A verdade é que meu pai soube escolher a esposa, Pia de Luna Freire, uma mulher lindíssima. Mais do que isto: inteligentíssima. Muito jovem ainda, achou de se inscrever num concurso público para funcionária dos Correios e Telégrafos, e saiu-se muito bem. Isto numa época em que o preconceito social fazia restrições à mulher como funcionária pública. Lembrando que o preconceito é uma praga denunciada até pelo genial Einstein, que chegou a dizer: “é mais fácil desintegrar um átomo do que um preconceito”. E Dona Pia não quis saber, submeteu-se ao concurso federal, foi aprovada e pronto. Nada de ser pesada ao marido.
Mas não durou muito o seu estado de solteira, o que não é de se estranhar, pois se tratava de uma linda mulher. Linda e inteligente. Inteligente e culta, sem nunca ter passado pelos bancos de uma universidade. Sua caligrafia, de que ela muito se orgulhava, chamava a atenção de todo mundo, inclusive de Delmiro Gouveia, famoso comerciante de Alagoas, que, ao ver a escrita de minha mãe, foi logo dizendo ao meu avô Vicente de Luna Freire, com quem comerciava couro: “Que bela caligrafia a de sua filha!“
Pois bem, minha mãe casou-se em suas primeiras núpcias com Alfredo Barros, que lhe deu dois filhos: o escritor e historiador Eudes Barros e Alfredo. E ficou viúva, pois o marido morreu em conseqüência de uma pancada de vento frio, manhã cedo, ao abrir uma porta, e, como disse no inicio, não demorou muito sua condição de viuvez. José Augusto Romero, diante daquela beleza, não pensou duas vezes, e, por outro lado, o homem era um bom partido. Alto, corpo de atleta e de um olhar sério e sereno. Um olhar que via longe...
Meu pai já era espírita e minha mãe, católica, a quem cabia a responsabilidade de zeladora do Coração de Jesus, lá na igreja. Não demorou muito e ela deixou o Catolicismo pelo Espiritismo. Não resistiu à dialética de seu segundo marido. Não foi uma espírita militante, mas adorava Chico Xavier, cujos livros psicografados lia com profundo interesse. Estava sempre presente às palestras na Federação Espírita Paraibana.

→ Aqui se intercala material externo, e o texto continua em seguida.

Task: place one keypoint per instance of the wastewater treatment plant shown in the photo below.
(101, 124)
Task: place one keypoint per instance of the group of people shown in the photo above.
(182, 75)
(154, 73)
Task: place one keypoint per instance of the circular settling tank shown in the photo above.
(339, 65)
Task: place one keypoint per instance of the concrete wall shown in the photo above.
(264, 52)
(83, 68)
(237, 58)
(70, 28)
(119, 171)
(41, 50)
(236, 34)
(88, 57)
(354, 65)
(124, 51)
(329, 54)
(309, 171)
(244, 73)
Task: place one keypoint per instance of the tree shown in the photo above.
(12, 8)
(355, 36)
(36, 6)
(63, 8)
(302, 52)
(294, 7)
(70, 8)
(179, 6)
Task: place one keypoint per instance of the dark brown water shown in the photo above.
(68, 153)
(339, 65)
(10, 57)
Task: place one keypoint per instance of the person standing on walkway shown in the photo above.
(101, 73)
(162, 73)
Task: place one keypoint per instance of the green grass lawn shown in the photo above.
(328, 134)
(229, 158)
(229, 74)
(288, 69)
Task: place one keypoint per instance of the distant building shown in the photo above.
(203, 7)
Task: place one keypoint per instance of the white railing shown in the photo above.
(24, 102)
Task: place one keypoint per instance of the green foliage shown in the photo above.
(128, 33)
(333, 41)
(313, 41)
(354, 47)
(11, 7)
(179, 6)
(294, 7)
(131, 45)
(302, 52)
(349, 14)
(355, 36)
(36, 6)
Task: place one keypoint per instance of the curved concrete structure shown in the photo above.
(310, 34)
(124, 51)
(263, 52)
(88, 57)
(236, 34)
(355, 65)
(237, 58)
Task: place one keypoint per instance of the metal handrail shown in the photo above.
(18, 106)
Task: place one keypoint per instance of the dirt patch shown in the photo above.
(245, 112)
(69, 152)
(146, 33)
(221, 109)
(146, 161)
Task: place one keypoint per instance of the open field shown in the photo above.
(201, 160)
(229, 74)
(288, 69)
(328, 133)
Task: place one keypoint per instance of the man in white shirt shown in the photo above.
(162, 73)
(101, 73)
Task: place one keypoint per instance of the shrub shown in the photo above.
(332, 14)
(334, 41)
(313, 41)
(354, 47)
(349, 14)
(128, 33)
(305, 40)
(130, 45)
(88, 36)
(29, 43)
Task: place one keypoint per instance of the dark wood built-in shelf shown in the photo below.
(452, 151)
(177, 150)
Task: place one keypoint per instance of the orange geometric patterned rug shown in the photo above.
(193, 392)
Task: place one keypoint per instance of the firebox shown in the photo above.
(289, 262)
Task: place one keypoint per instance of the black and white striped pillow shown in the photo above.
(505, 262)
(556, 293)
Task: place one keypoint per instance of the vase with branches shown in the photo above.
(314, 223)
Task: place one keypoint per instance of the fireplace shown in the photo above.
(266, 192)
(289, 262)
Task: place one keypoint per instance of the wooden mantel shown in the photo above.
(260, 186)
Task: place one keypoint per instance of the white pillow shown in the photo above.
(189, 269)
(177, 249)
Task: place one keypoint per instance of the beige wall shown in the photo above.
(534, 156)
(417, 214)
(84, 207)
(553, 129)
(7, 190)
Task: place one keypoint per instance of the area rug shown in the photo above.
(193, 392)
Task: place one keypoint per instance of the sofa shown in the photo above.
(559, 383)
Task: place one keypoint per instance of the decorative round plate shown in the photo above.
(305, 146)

Minha mãe tinha uma personalidade muito forte. Foi uma das primeiras mulheres a cortar o cabelo bem curtinho, o que causou estranheza na sociedade de Alagoa Nova. Acontece que ela, vez por outra, ia à Capital, onde já era moda o cabelo curto. As matutas preconceituosas de então não gostaram da novidade e Dona Piinha foi muito criticada.
A verdade é que o casal se deu muito bem, conquanto os temperamentos fossem bastante diferentes. Dona Pia – já ia me esquecendo – era louca por música erudita e exímia flautista. E seu pai Vicente, meu avô, clarinetista. Melómana, minha mãe tinha uma sensibilidade admirável. Seu ídolo era Chopin. Muitas vezes vi lágrimas correndo pelo seu rosto, ao ouvir os concertos do famoso polonês.
Apesar da diferença de temperamentos e gostos, o casamento de meu pai foi um exemplo de abnegação. E o caçula adorava os dois, conquanto a mãe fosse sua grande confidente e a quem deve o gosto pelas letras, pois ela foi uma grande contadora de histórias!